It was reported that C++ new[] operator was previously missing integer overflow / wrap around checks for its arguments. If an application compiled with gcc accepted untrusted input for memory allocation and was missing application-level checks for integer overflows of arguments, provided to the new[] operator, an attacker could use this flaw to cause the memory region, allocated in the end for the new[] operator statement, it to be smaller than truly required, possibly leading to heap-based buffer overflows.
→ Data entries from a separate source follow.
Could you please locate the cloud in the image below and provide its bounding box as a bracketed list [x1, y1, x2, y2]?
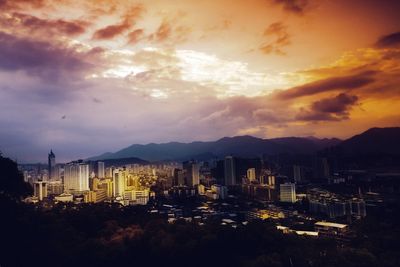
[296, 93, 359, 121]
[273, 0, 310, 15]
[311, 93, 358, 114]
[0, 0, 47, 11]
[128, 29, 144, 44]
[375, 32, 400, 48]
[260, 22, 290, 55]
[0, 32, 92, 80]
[276, 71, 378, 99]
[93, 5, 144, 40]
[0, 13, 89, 36]
[152, 21, 172, 42]
[93, 22, 131, 40]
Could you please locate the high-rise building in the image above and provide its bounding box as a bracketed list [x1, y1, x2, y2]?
[183, 161, 200, 186]
[48, 150, 57, 180]
[64, 162, 89, 193]
[97, 161, 105, 178]
[33, 181, 47, 201]
[224, 156, 236, 186]
[280, 183, 296, 203]
[293, 165, 303, 182]
[113, 169, 126, 197]
[247, 168, 256, 182]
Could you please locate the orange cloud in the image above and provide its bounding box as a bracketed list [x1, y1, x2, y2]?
[93, 5, 144, 40]
[260, 22, 290, 55]
[0, 13, 89, 36]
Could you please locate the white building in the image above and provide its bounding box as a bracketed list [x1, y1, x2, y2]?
[113, 169, 126, 197]
[280, 183, 296, 203]
[64, 162, 89, 195]
[224, 156, 236, 186]
[33, 181, 47, 201]
[211, 184, 228, 199]
[247, 168, 256, 182]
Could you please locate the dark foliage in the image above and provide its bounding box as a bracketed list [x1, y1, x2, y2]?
[0, 154, 32, 198]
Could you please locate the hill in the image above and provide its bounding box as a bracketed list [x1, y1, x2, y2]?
[89, 135, 340, 161]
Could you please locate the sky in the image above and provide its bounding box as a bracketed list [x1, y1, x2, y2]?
[0, 0, 400, 162]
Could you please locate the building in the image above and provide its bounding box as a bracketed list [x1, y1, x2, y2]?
[64, 162, 89, 194]
[113, 169, 126, 197]
[172, 169, 186, 186]
[183, 161, 200, 186]
[48, 150, 57, 180]
[293, 165, 304, 183]
[247, 168, 256, 182]
[211, 184, 228, 199]
[97, 161, 105, 178]
[54, 193, 74, 202]
[314, 221, 349, 241]
[224, 156, 236, 186]
[308, 188, 367, 218]
[279, 183, 296, 203]
[47, 181, 64, 195]
[33, 181, 47, 201]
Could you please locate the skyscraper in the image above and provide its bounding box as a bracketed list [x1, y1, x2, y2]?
[48, 150, 57, 180]
[247, 168, 256, 182]
[113, 169, 126, 197]
[97, 161, 105, 178]
[183, 160, 200, 186]
[280, 183, 296, 203]
[224, 156, 236, 186]
[64, 162, 89, 192]
[33, 181, 47, 201]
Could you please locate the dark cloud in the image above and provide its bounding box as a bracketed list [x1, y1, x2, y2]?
[375, 32, 400, 48]
[273, 0, 310, 15]
[93, 22, 131, 40]
[0, 13, 89, 36]
[311, 93, 358, 114]
[260, 22, 290, 55]
[277, 71, 377, 99]
[0, 32, 90, 80]
[296, 93, 358, 121]
[93, 5, 144, 40]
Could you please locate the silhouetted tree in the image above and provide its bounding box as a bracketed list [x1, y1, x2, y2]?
[0, 154, 32, 199]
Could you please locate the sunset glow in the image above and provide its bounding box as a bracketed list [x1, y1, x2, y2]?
[0, 0, 400, 162]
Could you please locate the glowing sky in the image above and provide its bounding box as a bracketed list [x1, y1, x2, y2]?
[0, 0, 400, 162]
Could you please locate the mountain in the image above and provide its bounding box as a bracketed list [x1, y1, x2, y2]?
[333, 127, 400, 155]
[94, 157, 149, 167]
[89, 135, 340, 161]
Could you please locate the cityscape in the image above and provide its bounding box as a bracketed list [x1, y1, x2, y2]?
[0, 0, 400, 267]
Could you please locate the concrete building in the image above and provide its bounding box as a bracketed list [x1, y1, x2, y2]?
[211, 184, 228, 199]
[183, 161, 200, 187]
[54, 193, 74, 202]
[247, 168, 256, 182]
[113, 169, 126, 197]
[97, 161, 105, 178]
[33, 181, 47, 201]
[64, 162, 89, 194]
[279, 183, 296, 203]
[224, 156, 236, 186]
[48, 150, 56, 180]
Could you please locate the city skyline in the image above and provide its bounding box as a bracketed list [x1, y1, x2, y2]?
[0, 0, 400, 162]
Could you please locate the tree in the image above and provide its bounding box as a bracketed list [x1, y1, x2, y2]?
[0, 154, 32, 199]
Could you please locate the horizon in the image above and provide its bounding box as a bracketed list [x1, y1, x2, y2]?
[0, 0, 400, 162]
[13, 126, 400, 165]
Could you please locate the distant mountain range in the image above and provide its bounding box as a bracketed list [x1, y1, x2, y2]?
[333, 127, 400, 155]
[89, 135, 340, 161]
[89, 127, 400, 161]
Upstream bug report: [1] http://gcc.gnu.org/bugzilla/show_bug.cgi?id=19351 Upstream patches: [2] http://gcc.gnu.org/ml/gcc-patches/2012-06/msg01689.html [3] http://gcc.gnu.org/ml/gcc-patches/2012-08/msg01416.html References: [4] http://gcc.gnu.org/bugzilla/show_bug.cgi?id=35790 [5] http://cert.uni-stuttgart.de/ticker/advisories/calloc.html
This issue affects the versions of the gcc package, as shipped with Fedora release of 16 and 17. Please schedule an update. -- This issue affects the versions of the compat-gcc-34 packages, as shipped with Fedora release of 16 and 17. Please schedule an update.
Created compat-gcc-34 tracking bugs for this issue Affects: fedora-all [bug 853919]
Created gcc tracking bugs for this issue Affects: fedora-all [bug 853918]
Reproducer (from http://gcc.gnu.org/bugzilla/show_bug.cgi?id=19351#c0): ----------------------------------------------------------------------- #include <testsuite_hooks.h> struct foo { char data[16]; void* operator new[] (size_t size) { VERIFY(size != sizeof(foo)); VERIFY (false); return malloc(size); } }; int main() { size_t size = size_t (-1) / sizeof(foo) + 2; try { foo* f = new foo[size]; VERIFY (f == 0); VERIFY (false); } catch(std::bad_alloc&) { return 0; } }
I'm going to close this bug. It's fixed upstream, but not something we can backport without creating issues.